Parimenti non meritevole di accoglimenti si appalesa l'ulteriore motivo di doglianza in ordine alla ritenuta applicabilità al caso di specie dell'art 28 l. 689/1981 per l'indivisuazione del termine prescrizionale per l'irrogazione della sanzione amministrativa.
Ed invero, sotto questo aspetto, è da ritnersi errata la motivazione del giudice di prime cure ma non l'individuazione della soluzione finale adottata.
Si rammenta infatti che, secondo l'insegnamento della Suprema Corte,”la L. n. 689 del 1981, art. 28, si applica solo alle sole sanzioni amministrative pecuniarie, non già alle sanzioni amministrative accessorie, non potendo la relativa disciplina essere oggetto di interpretazione estensiva nè di applicazione analogica (Sez. 4, n. 2618 del 17/10/2018, Magnoler, non mass.)” (C.28174/2019).
Ciò posto, tuttavia, “La revoca della patente di guida, quale sanzione accessoria che consegue alla violazione di determinate norme del codice della strada (nella specie, appunto, l'art. 218, comma 6), costituisce adempimento per il quale la legge non prevede alcun termine. La sanzione, quindi, può essere irrogata nel termine generale di prescrizione quinquennale (ex multis C. 15694/2020; Cass. n. 10373/2006: n. 7026/2019)”
Ne consegue che, ancorchè sulla scorta di un ragionamento logico giuiridico difforme da quello adottato dal giudice di prime cure, è da ritnersi correttamente applicabile al caso di specie il termine di pagina 5 di 6 prescrizione quinquennale, con conseguente infondatezza dell'eccezione reiterata nel presente grado di giudizio.
La liquidazione delle spese segue la soccombenza.

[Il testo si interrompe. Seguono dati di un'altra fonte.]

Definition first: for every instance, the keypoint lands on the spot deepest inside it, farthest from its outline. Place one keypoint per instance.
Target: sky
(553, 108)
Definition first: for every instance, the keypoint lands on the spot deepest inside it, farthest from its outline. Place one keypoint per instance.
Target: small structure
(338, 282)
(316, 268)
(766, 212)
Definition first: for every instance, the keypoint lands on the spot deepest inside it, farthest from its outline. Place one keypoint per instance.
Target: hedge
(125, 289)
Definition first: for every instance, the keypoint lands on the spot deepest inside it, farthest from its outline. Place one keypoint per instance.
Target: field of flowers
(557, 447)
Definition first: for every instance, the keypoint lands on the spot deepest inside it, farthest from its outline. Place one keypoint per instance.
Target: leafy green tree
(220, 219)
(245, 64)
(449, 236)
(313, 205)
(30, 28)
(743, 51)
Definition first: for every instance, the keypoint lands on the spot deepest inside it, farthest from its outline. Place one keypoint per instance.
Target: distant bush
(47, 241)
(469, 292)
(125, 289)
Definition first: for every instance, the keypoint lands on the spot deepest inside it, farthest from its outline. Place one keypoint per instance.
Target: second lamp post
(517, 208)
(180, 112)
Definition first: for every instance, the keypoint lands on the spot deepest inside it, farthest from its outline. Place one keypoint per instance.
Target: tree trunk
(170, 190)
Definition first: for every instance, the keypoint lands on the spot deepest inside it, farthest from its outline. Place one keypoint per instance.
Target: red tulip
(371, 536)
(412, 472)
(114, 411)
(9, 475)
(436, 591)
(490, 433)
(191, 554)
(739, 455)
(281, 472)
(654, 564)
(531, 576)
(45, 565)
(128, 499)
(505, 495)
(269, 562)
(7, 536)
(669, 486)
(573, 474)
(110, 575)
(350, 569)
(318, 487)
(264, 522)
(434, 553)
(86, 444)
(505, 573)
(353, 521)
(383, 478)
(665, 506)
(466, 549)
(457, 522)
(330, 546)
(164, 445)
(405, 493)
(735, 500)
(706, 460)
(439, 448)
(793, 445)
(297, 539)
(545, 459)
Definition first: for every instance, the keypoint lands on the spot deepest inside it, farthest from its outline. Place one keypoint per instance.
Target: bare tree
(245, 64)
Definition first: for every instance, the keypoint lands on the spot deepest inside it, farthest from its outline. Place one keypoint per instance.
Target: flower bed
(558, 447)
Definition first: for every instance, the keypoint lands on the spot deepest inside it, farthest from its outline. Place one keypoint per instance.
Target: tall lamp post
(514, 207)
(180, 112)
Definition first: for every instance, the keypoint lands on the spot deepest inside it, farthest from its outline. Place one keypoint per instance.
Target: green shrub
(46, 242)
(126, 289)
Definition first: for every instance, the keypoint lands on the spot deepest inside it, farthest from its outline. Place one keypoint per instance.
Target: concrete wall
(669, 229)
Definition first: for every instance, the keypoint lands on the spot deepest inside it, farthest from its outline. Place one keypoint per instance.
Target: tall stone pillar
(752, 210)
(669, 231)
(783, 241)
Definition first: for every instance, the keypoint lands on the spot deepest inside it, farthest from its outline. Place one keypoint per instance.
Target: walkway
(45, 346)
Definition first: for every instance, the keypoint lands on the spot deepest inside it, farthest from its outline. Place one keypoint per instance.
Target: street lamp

Ai sensi dell'art. 13 comma 1 quater del DPR n. 115/2002, il Tribunale dà atto della sussistenza dei presupposti del sorgere in capo all'appellante, soccombente, dell'obbligo di versare una ulteriore somma equivalente all'importo del contributo unificato dovuto per la stessa impugnazione
p.q.m.
Il Tribunale di Pordenone, sezione civile, definitivamente pronunciando, così provvede:
- Rigetta l'appello e per l'effetto conferma la sentenza n. 611/2023
- Condanna parte appellante a rifondere a parte appellata le spese di lite che liquida in euro 860,00, oltre rimborso forfettario al 15% delle spese generali, IVA e CPA come per legge
- dichiara la sussistenza dei presupposti per il versamento, da parte dell'appellante dell'ulteriore equivalente all'importo del contributo unificato di cui all'art. 13 comma 1 quater del DPR n. 115/2002
Sentenza resa ex articolo 429 c.p.c., pubblicata mediante lettura in udienza ed allegazione al verbale.